The process follows seven data filtering steps starting with identifying the data from search engine results and initially screening the data based on information available about the data, whether it is in the description or title. The next step prior to data retrieval is to assess the Web site and organization for credibility. Some organizations may present interviews carried out by someone not part of the organization, but this does not necessarily mean that the source is not credible. To minimize biased sampling, we consciously tried to disregard personal bias or historical knowledge relating to the reputation of any organization.
After data is downloaded, where possible, the data format and the type of interview needs to be assessed to see if they were an interview or quotation. Within the provided research example, the interviewee needs to also have been granted refugee status or have been seeking refugee status on the reasons stated in United Nations General Assembly (1951). There were some cases where the interviewee is a voluntary and/or economic migrant or someone who spoke on behalf of those in forced migration to perhaps protect the refugees’ identity or ensure anonymity of a group of people. However, these interviews were excluded from analysis based on the ethics principle of autonomy (IASFM, 2018).
In some cases, data consisted of multimediality, which can support the credibility of the source yet can be perceived as “contaminated” data. The use of video footage or photos of the refugees or particularly hyperlinks to external references increases the credibility of the interviews. However, if other media forms were used to dictate certain reactions from the viewers, such as emotion-evoking background music in the interview video, these datasets are excluded for containing narrative elements not directly from the refugees. Furthermore, the desired video format is one not overly edited, where the statements from refugees are not sporadically presented and cut within a sentence to the point which the audience can lose the context of their narrative. One particular potential data contained a cartoon illustration in form of a satire with the interview to depict the situation of the interviewee. This source was excluded, as the story was being retold by the publisher with their own view presented in an art form.
Within the research, the dimension of interactivity of the inquirer excluded much data from the set. Only interviews, where dialogue or most of the quote originate from the refugee rather than the interviewer, were chosen as valid data for this study. Ideal format is a question from the interviewer with a paragraph of an answer from the interviewee. This is to respect the autonomy and equity (IASFM, 2018) of the forced migrants. In publicly accessible internet domain, much of the interview had highly edited text with a few words from the interviewee. Such interactive data may be relevant for other research questions, such as about co-construction of refugee identity, but for our research design, this was considered ineligible. We only wanted to include data where the interviewee or the owner of the quotation represented themselves as much as possible without interruption from the interviewer nor any overbearing reporting techniques.
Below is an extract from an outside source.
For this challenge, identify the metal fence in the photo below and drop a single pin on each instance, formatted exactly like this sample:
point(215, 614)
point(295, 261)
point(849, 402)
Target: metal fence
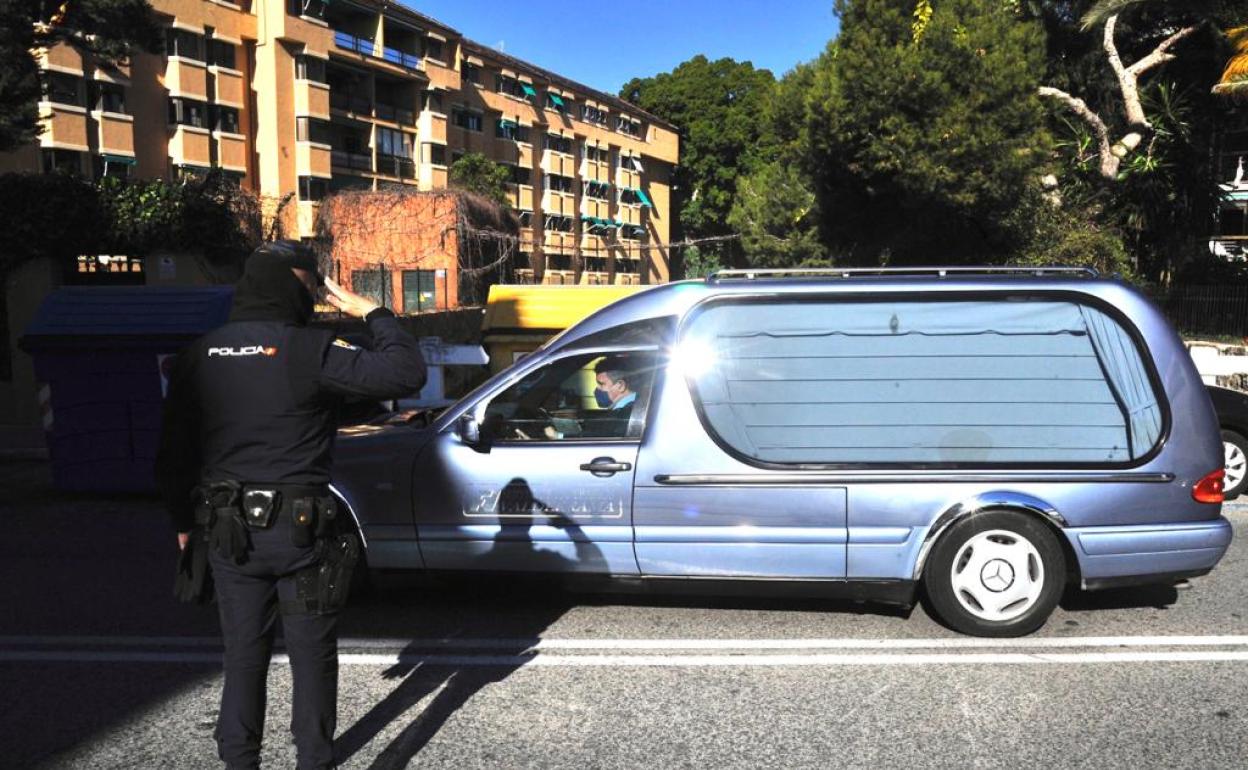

Most words of any text of conversation need to be from the refugees themselves, so that they have autonomy over their own stories (IASFM, 2018).
Upon further assessment of data content, we realized some of the data was not relevant to our overall research topic, in our case forced migration and movement. For example, some educational institutions published some interviews about how interviewees were adapting at their own school. Because the intention of the interviews had particular purpose that may have had an influence on how the interview was run, these have been excluded.
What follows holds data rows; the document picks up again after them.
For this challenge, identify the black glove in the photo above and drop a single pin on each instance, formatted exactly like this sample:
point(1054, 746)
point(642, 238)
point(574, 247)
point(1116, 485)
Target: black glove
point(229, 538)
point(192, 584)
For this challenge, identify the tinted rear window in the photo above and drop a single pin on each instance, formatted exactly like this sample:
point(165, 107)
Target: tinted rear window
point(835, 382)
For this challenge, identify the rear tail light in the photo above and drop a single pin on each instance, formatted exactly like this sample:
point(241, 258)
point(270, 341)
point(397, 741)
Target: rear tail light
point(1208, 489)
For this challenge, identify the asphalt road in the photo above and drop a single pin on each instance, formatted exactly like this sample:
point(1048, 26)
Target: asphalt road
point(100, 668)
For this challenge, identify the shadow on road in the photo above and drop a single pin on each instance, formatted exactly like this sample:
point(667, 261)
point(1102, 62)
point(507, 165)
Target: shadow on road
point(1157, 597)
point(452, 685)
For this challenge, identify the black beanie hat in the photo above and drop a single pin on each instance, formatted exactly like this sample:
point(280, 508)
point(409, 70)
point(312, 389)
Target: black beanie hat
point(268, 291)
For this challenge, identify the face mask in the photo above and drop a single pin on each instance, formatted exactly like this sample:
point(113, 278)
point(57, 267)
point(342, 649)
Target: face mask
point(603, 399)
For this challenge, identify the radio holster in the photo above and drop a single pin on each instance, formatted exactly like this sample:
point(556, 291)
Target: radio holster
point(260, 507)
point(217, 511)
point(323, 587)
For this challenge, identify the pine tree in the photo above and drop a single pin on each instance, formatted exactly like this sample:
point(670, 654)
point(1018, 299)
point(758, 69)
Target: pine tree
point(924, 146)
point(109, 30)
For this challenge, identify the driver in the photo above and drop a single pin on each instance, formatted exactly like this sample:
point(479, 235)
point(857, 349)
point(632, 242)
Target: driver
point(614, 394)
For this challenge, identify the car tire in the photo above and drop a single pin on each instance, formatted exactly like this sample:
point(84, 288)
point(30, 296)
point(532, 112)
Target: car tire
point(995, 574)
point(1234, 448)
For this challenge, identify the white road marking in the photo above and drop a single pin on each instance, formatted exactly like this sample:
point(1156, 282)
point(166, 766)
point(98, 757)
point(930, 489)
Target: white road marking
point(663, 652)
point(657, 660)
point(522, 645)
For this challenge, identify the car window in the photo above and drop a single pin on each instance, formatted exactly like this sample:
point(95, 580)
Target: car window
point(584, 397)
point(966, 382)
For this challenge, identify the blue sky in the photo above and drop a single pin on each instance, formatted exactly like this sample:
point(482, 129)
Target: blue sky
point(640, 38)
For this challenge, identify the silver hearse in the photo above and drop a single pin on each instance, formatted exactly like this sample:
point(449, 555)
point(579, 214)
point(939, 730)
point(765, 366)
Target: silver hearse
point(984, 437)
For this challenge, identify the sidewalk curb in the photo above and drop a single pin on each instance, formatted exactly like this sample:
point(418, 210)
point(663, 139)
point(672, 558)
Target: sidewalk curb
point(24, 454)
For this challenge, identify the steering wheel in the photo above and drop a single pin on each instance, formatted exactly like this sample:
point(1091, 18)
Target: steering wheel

Once the data has been filtered to a set that was deemed appropriate for analysis, a further step is taken to assess the quality of the data content. In terms of (self-) representation, the interview was assessed whether the interviewee represented themselves or other people. One excluded interview was about how the interviewee believes to be the needs of other young people. Their answer is not explicitly based on their personal experience, which was a criterion for inclusion, and therefore, was excluded.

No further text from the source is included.